Julia is described as follows by ActiveWizards:
Julia is a high-level, high-performance dynamic programming language for numerical computing. Sophisticated compiler, numerical accuracy, distributed parallel execution, and an extensive mathematical function library make Julia popular for data science. Its Base library is mostly written in Julia itself.
- Julia is free, so you don’t need a license.
- Julia is compiled but not interpreted. Consequently, it wins in speed.
- Julia can be used not only for numerical analysis. It can be used as a general-purpose programming.
- Julia code can be combined with other language libraries written in Python, C, and Fortran. Moreover, we can interface with Python code by PyCall library and share data between Python and Julia.
- Julia can provide metaprogramming. Its programs can produce other Julia programs and moreover modify their own code.
- Julia is not properly developed. Due to its recent entry, there is a need for improvements.
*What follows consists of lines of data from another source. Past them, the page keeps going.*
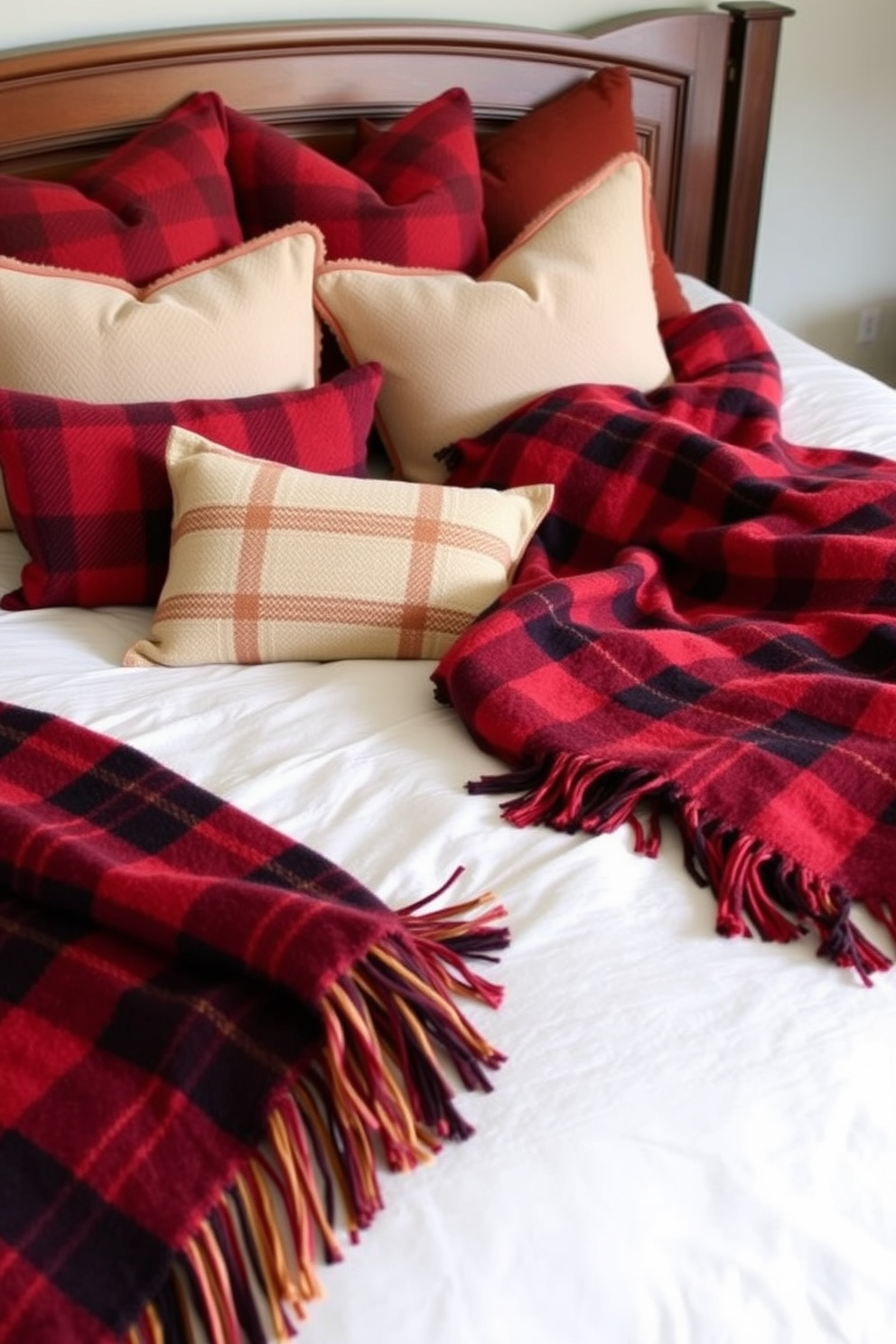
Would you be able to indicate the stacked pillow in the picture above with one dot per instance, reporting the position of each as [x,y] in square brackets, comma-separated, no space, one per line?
[170,299]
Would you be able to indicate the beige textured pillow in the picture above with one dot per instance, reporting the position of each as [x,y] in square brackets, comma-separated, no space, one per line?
[272,564]
[570,302]
[234,325]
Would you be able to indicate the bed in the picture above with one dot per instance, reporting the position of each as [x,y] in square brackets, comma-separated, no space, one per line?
[669,1134]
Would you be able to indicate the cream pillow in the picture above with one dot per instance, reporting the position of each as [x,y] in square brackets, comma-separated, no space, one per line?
[234,325]
[570,302]
[273,564]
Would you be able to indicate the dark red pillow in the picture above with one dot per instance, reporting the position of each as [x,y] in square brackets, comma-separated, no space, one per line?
[413,196]
[160,201]
[89,490]
[531,163]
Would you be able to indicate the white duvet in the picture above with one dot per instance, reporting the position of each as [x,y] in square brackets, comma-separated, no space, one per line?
[694,1142]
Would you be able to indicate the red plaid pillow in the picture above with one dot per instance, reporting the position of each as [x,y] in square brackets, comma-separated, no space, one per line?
[413,196]
[160,201]
[89,490]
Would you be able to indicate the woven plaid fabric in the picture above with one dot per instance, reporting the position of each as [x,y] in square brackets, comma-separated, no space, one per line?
[413,196]
[160,201]
[179,983]
[89,490]
[705,624]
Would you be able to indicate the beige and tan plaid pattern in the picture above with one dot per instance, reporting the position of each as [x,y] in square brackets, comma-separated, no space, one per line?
[272,564]
[570,302]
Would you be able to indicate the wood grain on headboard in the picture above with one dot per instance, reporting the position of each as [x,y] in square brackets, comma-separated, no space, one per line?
[703,85]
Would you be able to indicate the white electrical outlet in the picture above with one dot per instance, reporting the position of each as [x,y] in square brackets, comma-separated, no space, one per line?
[868,325]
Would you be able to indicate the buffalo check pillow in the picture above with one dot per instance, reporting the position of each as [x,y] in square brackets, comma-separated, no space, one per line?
[89,490]
[411,198]
[234,325]
[570,302]
[273,564]
[154,203]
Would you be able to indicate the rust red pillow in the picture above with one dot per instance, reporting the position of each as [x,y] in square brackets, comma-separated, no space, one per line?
[157,201]
[89,490]
[535,160]
[411,196]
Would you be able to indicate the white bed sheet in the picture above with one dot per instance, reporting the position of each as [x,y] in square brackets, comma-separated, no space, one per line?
[694,1142]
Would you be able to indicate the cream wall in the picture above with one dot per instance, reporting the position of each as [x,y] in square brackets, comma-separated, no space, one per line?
[827,238]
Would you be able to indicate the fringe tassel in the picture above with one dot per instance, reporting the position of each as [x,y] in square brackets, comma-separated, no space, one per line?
[755,887]
[377,1090]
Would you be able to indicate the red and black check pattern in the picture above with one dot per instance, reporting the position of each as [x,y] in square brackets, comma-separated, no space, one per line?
[89,490]
[160,201]
[411,196]
[705,622]
[164,963]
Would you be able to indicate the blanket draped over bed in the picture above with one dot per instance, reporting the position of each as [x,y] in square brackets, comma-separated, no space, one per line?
[705,627]
[201,1021]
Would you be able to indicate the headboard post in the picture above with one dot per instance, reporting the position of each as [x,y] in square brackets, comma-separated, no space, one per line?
[752,54]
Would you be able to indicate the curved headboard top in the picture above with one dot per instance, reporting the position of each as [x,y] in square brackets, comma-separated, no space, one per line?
[65,107]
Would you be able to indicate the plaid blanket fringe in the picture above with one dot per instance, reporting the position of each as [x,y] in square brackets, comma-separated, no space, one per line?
[377,1085]
[226,1036]
[755,887]
[703,627]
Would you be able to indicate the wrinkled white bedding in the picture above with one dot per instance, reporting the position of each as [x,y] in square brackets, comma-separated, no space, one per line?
[694,1142]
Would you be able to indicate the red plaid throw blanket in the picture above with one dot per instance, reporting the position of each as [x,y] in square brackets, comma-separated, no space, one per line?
[199,1019]
[705,625]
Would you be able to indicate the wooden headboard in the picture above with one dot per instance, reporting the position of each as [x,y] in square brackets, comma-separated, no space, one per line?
[703,85]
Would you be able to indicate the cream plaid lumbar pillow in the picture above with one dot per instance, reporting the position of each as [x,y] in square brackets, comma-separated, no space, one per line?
[237,324]
[571,300]
[273,564]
Julia’s tools are not as fluid and reliable as they wished to be.
- Julia has a limited number of packages because it is young and their community is pretty small. Unlike R and Python, Julia doesn’t have such a variety of packages.
- Julia can’t identify issues. Julia is far behind from Python and R in terms of identifying issues and debugging tools. But soon more tools were expected to be developed for users.